Ao voltar do exílio, interessei-me pelo Sul, pois o Rio Grande era uma espécie de berço do movimento verde. Em 1971, foi criada a Associação Gaúcha de Proteção ao Ambiente Natural. Tinha à frente uma figura de temperamento forte: José Lutzenberger. Foi secretário de Collor, um governo que hospedou a maior conferência ambiental do Pós-Guerra, a Rio-92, e demarcou as terras ianomâmis, gesto que hoje incendiaria o Congresso Nacional.
Porto Alegre teve talvez o primeiro vereador ecologista do Brasil, e hoje, quando observamos a tragédia, vemos o imenso potencial subjetivo de todo o estado. Milhares de voluntários, um resgate meticuloso de pessoas e animais.
Trabalhei na imprensa de lá, Zero Hora e Rádio Gaúcha, participei do excelente programa de debates “Fronteiras do pensamento”, viajei documentando o estado: São José dos Ausentes, vendo os cavalos no sol do inverno; cantos em talian nas parreiras de Serafina Corrêa; as luzes do espetáculo natalino em Gramado. Dava para encher uma página com tantas memórias.
Mas a síntese delas é que, para mim, a sociedade gaúcha tem grande potencial e pode exigir uma reconstrução que supere os erros do passado, adapte o estado às mudanças climáticas e seja uma espécie de farol para os novos tempos no Brasil.
A política profissional ainda é um foco de resistência. A prefeitura não investiu na prevenção em Porto Alegre. Apenas uma deputada gaúcha, entre 31, destinou verbas para conter desastres naturais, e o primeiro governo de Eduardo Leite mexeu em 480 pontos do Código Ambiental para flexibilizá-lo. A própria indicação do representante federal na reconstrução, Paulo Pimenta, ainda tem um viés político-eleitoral que não ajuda uma tarefa tão tecnicamente complicada como a que o Rio Grande tem pela frente.

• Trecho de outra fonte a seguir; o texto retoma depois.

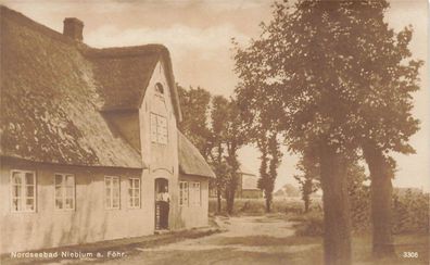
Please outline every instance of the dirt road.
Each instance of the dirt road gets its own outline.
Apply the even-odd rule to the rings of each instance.
[[[320,251],[315,239],[298,242],[293,224],[281,218],[218,217],[216,222],[227,231],[156,248],[136,248],[132,254],[103,264],[308,264],[306,253]]]

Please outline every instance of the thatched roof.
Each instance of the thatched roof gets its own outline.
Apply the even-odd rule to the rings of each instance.
[[[172,61],[164,46],[87,48],[81,51],[93,65],[98,93],[103,100],[102,111],[137,110],[142,103],[156,64],[162,62],[167,73],[177,118],[181,119]]]
[[[72,165],[146,167],[140,152],[101,111],[139,108],[156,60],[163,60],[174,84],[167,50],[92,49],[5,7],[0,17],[0,154]],[[173,94],[178,102],[177,92]]]
[[[215,177],[199,150],[178,130],[179,172],[185,175]]]

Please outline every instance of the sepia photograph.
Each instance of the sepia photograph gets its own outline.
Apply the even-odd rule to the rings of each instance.
[[[429,265],[428,0],[0,0],[0,265]]]

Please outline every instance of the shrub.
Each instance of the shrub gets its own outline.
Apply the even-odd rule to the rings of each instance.
[[[302,223],[296,227],[296,236],[316,237],[324,234],[324,218],[320,212],[303,215]]]

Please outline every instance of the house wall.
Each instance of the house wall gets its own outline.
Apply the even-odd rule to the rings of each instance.
[[[11,211],[12,169],[36,172],[36,212]],[[75,210],[54,207],[54,173],[75,175]],[[104,176],[121,177],[121,209],[106,210]],[[90,168],[4,160],[0,167],[0,253],[150,235],[154,229],[153,184],[141,180],[141,207],[128,207],[128,177],[141,171]]]
[[[139,113],[137,111],[116,111],[103,114],[109,119],[114,136],[123,137],[136,150],[140,151]]]
[[[179,206],[180,225],[184,228],[207,226],[208,178],[180,174],[179,181],[199,181],[201,192],[200,205]]]
[[[164,87],[164,94],[155,92],[155,84],[161,83]],[[149,215],[154,224],[154,182],[156,178],[168,180],[168,192],[170,197],[169,229],[182,228],[178,213],[178,139],[176,128],[176,115],[173,108],[172,91],[168,87],[162,61],[160,61],[152,74],[148,85],[141,108],[139,110],[140,142],[142,159],[149,164],[149,169],[144,171],[143,178],[152,182],[153,207]],[[163,115],[167,119],[167,144],[154,143],[151,141],[150,114]]]

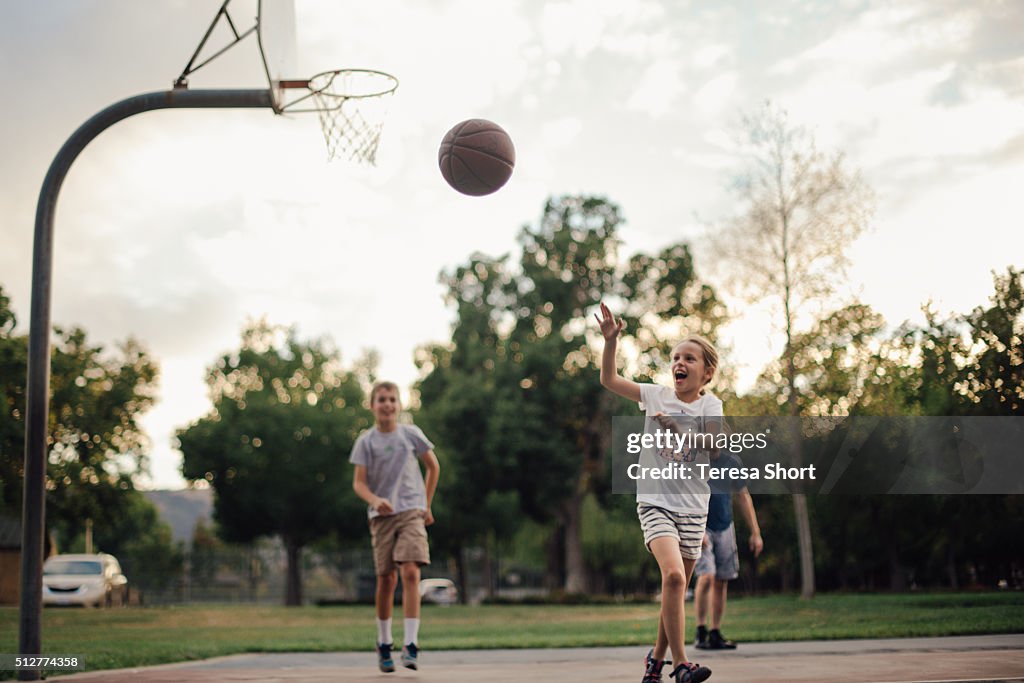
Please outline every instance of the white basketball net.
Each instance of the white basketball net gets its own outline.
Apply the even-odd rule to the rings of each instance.
[[[383,72],[343,69],[309,79],[328,160],[375,165],[384,116],[398,81]]]

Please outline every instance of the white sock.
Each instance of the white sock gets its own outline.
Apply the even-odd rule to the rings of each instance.
[[[390,645],[392,643],[391,617],[377,620],[377,642],[381,645]]]
[[[418,645],[416,639],[420,636],[420,620],[418,618],[407,618],[406,620],[406,637],[402,639],[402,644],[408,645],[413,643]]]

No entanto o movimento positivo que existe na sociedade pode estabelecer um vínculo com a política e rejuvenescê-la diante da grandeza da tarefa. É falsa a discussão que separa sociedade de governo — ambos são necessários.
Na tragédia, o Rio Grande já superou pequenas divisões cotidianas, gremistas e colorados por exemplo. Todas as outras podem ser ultrapassadas também, porque não se joga ali apenas o futuro de uma fantástica região, mas o despertar de todo um país para a nova realidade climática, dado essencial para nossa sobrevivência.
Existe uma luz meridional que sempre encantou meus olhos de fotógrafo amador. Minha esperança é que ela brilhe e se transforme em realidade dentro de todos nós, que precisamos ver um pouco de futuro, além das nuvens cinzentas dos eventos extremos.